When the trial started, Danielle looked very different. In Henri and Danielle are taking strain, Kim Abrahams of YOU Magazine writes that Danielle’s curves, sported at the beginning of the trial have since vanished.
"There is no doubt in my mind that the criminal trial had left overwhelming physical and emotional stress to the couple," says registered psychologist and social worker, Mochabo Moerane.
Why we see women who stand by their man as problematic
"...romantic relationships in general are extremely complex in nature. What may be reasonable and acceptable to one person may be totally different to the other," adds psychologist, Moerane.
After being released on parole for murder, local rapper Molemo ‘Jub Jub’ Maaronhanye revealed he was, in fact, married. His alleged wife, Zenith 'Zee' Mia, according to MOVE!, stood by him while in prison.
Similarly, Camille Cosby, long-time spouse of Bill Cosby, convicted of aggravated indecent assault on three counts, has always stood by her husband, come rain or shine. A NBC article quotes her as calling out those against him as seeking unjustified 'mob justice'. She has always defended him as a good husband and father.
Then there is the case of local serial killer, Moses Sithole, who met his wife, Martha Ndlovu after he was convicted of murdering 37 women.
Other wives and girlfriends, leave.
Which one is 'right'? The woman who leaves immediately is often considered less problematic, and for most, her choice is easier to understand.
Speaking generally, clinical psychologist, Samuel Waumsley says, "I think when someone is in the public spotlight as a partner of someone charged with criminal behaviour or accused of problematic behaviour we as the public find it difficult to imagine someone can remain with this person, supportive of them. In some cases as with the recent Hollywood scandal with Harvey Weinstein's sexual abuse allegations, these partners do leave their partners if they find this person's guilt too clear.

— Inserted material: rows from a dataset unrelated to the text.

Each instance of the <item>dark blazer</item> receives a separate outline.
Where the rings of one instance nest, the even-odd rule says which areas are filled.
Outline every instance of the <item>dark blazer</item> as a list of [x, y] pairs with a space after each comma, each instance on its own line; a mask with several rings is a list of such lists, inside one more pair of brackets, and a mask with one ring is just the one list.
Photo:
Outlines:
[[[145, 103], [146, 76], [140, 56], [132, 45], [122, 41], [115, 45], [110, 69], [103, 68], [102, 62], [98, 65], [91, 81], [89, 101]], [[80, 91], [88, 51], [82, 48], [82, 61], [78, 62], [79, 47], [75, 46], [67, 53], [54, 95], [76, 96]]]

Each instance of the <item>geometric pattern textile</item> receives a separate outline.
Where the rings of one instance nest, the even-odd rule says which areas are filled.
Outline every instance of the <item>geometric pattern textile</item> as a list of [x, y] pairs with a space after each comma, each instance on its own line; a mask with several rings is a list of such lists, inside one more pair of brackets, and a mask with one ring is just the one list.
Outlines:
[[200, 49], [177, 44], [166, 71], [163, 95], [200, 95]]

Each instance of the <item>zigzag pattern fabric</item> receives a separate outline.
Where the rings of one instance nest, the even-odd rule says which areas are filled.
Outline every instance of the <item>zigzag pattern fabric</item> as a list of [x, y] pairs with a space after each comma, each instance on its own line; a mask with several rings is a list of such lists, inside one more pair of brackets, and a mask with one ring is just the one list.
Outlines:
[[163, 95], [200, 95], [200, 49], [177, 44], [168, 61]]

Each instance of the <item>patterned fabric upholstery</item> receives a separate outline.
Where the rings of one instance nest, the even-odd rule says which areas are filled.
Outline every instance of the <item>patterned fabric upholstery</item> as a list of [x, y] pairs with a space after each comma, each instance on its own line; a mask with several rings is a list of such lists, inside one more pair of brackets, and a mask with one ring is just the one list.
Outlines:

"What is important to remember, though, is in close relationships and marriages it is a bond of solidarity and trust, which for some extends even into times when guilt is suggested but undetermined, or when guilt may be clearer sometimes one can be in denial. I think we can all appreciate it would be difficult to accept someone we love and are close to act in problematic or criminal ways or has, as it can mean the end of our marriages for example and sometimes our 'go-to' may be fierce protection and loyalty to that person, instead of more careful scrutiny.
"Stress in any form, but especially when intense and prolonged is deeply toxic to us psychologically but also physically some research is showing, impacting our immune systems and physical health. Our romantic relationships and partnerships are, apart from our family of origin, the most potent psychological forces in our lives most of the time, and trouble in these affects us immediately and immensely. Relationships then make it complicated for us sometimes to know what to do and where to draw the line."